Посадка в автобусы. Нас везут в сборные лагеря. Сама посадка выдает нас. Мы были узнаваемы сразу. Нам говорили, чтобы мы не давили друг друга, уверяли, что места хватит всем, при этом сами отходили на расстояние, боясь быть сметенными необузданным потоком. Было легкое чувство стыда. Наши люди, немцы из России, представляли, в основной массе, сельских жителей.
Двухъярусные кровати в бывших военных казармах, постоянно включенный свет, различные запахи - угнетали.
Ночь прошла беспокойно, практически не спали…
Три дня не писал в дневнике. Вихрь текущих событий не оставлял времени подумать, сделать записи.
С раннего утра и до позднего вечера ходьба по кабинетам. Медицинский осмотр, проверка различных документов, тестирование знания языка, разговоры со спецслужбами, определения будущего места проживания. Врезался в память, я даже записал его, разговор с одним чиновником. Речь шла о будущем в плане профессии... Он, выходец из Польши, спросил меня на ломанном русском, как я вижу свое будущее в Германии? Мне сорок пять. Ответил, что постараюсь вернуться к своей врачебной профессии. Помню улыбку... Следующий вопрос: « Вы уверенны в этом? Вы же не знаете языка!». Я был смущен, но, все же, ответил, что я это смогу. Лицо его изменилось, стало серьезным, задумчивым. Вероятно, он вспомнил себя, свои планы. Сейчас ему доверили работу с такими , как он сам. Было ли это большим достижением для него или это был всего лишь минимум? Мечтал ли он об этом или о чем-то другом? Я чувствовал, что он не удовлетворен своим положением. Было что-то горькое в выражении его лица и последующем разговоре. Чего стоит только то, что он, вероятно думая о себе, задумчиво произнес, что у нас никогда не будет достаточно денег... Эта фраза сопровождала меня всегда, особенно остро ощущалась, когда мои дети предъявляли свои законные требования. Хотя, это были не требования, скорее просьбы. Они не хуже меня понимали наше положение.

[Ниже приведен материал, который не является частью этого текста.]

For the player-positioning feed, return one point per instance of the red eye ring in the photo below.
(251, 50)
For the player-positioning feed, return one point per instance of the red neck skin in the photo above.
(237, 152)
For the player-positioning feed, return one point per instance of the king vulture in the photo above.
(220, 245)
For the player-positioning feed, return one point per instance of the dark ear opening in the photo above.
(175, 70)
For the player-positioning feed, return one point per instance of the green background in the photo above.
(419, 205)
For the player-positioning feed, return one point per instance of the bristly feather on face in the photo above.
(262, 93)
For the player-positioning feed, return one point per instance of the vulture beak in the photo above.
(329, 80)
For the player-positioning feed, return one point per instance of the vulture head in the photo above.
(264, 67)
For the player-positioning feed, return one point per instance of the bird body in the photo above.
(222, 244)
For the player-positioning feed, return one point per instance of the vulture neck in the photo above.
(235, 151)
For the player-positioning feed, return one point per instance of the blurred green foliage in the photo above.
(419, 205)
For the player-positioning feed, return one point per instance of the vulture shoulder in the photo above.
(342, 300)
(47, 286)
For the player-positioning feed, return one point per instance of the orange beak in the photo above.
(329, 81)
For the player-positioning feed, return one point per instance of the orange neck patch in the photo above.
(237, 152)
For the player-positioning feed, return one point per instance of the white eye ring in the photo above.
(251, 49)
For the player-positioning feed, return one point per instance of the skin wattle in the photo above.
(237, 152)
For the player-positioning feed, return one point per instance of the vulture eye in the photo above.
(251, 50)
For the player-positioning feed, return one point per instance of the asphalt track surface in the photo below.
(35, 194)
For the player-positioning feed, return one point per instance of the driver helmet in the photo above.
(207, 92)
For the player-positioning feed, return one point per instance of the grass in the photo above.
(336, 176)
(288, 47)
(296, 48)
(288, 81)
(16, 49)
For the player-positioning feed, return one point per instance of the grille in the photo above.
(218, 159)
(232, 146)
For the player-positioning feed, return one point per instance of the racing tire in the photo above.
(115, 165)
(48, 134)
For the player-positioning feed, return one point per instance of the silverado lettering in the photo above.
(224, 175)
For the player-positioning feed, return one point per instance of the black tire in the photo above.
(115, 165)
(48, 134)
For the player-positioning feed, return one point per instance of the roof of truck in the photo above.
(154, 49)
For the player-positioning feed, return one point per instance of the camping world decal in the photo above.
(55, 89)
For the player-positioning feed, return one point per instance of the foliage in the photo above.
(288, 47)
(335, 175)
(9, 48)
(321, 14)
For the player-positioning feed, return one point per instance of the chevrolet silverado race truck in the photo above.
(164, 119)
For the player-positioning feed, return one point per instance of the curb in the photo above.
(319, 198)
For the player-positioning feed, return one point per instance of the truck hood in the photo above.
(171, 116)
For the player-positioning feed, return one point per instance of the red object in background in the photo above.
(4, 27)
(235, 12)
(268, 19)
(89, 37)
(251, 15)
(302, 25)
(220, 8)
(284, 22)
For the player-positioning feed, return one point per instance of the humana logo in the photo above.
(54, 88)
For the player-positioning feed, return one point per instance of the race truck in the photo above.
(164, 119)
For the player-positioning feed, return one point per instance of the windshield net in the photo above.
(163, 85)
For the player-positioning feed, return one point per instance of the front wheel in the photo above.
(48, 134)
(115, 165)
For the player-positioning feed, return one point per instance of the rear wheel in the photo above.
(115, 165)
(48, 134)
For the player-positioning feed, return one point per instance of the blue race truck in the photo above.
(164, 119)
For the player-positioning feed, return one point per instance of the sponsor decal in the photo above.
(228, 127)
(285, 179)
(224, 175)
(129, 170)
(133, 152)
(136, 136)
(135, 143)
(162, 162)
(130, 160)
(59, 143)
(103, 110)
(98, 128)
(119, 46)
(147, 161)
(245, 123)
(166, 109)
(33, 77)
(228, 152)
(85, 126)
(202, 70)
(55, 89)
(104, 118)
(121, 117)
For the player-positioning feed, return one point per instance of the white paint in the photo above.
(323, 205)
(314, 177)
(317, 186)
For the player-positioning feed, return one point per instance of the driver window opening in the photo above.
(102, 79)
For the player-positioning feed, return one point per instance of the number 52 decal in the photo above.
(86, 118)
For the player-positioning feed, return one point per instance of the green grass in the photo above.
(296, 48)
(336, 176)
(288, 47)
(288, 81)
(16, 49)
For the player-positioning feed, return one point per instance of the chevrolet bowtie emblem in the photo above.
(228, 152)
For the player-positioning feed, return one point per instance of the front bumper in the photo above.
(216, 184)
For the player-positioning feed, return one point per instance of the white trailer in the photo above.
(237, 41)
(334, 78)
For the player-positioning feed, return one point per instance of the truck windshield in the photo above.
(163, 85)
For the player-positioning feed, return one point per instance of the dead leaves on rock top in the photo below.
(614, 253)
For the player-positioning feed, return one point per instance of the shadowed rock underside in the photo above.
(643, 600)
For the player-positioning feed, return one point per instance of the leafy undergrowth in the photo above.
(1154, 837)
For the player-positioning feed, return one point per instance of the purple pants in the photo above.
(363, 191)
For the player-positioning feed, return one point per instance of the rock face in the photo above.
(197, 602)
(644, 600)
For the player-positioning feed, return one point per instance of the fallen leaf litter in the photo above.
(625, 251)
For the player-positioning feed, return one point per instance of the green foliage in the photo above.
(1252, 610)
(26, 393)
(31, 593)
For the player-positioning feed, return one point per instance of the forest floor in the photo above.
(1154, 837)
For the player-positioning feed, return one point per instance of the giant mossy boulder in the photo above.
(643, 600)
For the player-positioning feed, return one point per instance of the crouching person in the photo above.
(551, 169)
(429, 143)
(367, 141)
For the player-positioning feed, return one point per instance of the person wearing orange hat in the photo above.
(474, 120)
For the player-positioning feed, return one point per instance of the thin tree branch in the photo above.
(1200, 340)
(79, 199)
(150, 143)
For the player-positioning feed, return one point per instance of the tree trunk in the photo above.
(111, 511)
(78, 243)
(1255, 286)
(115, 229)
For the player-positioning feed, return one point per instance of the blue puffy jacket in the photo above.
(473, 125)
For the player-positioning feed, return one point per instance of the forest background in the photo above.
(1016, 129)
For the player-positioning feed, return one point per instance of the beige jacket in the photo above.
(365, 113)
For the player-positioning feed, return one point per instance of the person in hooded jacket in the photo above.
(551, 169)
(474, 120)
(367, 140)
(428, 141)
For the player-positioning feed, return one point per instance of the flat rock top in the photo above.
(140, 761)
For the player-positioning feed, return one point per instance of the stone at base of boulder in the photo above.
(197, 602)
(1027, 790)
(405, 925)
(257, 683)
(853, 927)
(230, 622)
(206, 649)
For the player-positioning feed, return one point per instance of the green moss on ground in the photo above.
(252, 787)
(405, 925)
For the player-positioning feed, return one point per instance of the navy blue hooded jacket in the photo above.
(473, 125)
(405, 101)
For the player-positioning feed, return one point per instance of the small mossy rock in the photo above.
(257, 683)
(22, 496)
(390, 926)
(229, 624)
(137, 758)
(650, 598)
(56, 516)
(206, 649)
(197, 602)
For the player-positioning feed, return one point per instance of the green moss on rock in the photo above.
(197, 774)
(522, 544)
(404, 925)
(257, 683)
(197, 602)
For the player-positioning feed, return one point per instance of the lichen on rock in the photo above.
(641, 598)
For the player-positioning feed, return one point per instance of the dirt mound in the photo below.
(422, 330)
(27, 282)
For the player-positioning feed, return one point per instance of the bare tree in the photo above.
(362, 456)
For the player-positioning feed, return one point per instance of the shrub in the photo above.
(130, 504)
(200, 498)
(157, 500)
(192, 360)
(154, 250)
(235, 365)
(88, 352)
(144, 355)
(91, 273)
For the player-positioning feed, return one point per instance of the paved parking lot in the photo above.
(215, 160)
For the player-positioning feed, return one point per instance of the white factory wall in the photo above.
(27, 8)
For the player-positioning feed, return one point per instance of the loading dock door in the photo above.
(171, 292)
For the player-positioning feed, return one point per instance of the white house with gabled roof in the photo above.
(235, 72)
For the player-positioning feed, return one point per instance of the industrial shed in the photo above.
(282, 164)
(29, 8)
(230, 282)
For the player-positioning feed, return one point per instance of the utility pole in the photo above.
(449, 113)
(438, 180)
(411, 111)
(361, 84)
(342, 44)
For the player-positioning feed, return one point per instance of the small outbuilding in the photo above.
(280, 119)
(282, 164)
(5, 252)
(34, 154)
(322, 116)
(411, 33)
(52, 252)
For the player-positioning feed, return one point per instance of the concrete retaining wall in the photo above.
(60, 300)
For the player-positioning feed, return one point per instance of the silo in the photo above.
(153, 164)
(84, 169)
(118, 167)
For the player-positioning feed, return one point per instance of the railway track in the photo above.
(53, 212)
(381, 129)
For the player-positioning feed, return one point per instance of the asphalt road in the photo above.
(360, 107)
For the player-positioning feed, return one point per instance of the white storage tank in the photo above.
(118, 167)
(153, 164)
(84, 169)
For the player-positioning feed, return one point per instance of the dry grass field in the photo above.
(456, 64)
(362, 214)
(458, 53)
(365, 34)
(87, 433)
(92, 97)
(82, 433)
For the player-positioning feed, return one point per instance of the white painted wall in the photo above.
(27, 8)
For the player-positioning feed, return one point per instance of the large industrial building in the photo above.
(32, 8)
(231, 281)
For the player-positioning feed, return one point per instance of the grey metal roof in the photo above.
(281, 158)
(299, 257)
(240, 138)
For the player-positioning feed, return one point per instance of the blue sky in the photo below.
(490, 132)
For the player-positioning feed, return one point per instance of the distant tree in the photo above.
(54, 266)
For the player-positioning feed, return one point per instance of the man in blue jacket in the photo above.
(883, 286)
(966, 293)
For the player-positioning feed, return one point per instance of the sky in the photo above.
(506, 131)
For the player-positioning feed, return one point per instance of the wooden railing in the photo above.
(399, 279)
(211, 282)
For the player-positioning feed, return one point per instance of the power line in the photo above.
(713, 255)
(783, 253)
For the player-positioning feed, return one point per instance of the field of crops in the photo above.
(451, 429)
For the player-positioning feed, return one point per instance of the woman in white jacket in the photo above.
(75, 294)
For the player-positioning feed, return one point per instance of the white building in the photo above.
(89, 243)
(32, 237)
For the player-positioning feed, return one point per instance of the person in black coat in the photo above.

Мы распределены в Баварию. Очередной пункт для переселенцев в Нюрнберге. Каждый час радио призывает: « Ахтунг, ахтунг! Очередная партия на выход с вещами ". Вновь автобус. Нас высадили на дороге, на окраине неизвестного нам села. Автобус скрылся за поворотом, увозил в неизвестность очередную группу, которую, как и нас, высадят где-то в очередном пункте временного пребывания. Садилось солнце, мы стоим со своими клетчатыми, местами разорванными,  огромными сумками, из дыр которых торчат самые различные тряпки. Случайный прохожий подходит к нам: « Новенькие? Устало, почти хором: «Новенькие». Мужчину зовут Фердинанд, по-русски Федор. Федор ведет нас в администрацию нашего приюта. По дороге разговорился с Федором. Он уже, как пять месяцев, здесь. Сам из Казахстана. Успокаивает нас, так как заметил наше волнение. (В дальнейшем, так бывает всегда, первые люди, которых ты встречаешь здесь, становятся очень близкими людьми, порой роднее родных... Дружим до сих пор.)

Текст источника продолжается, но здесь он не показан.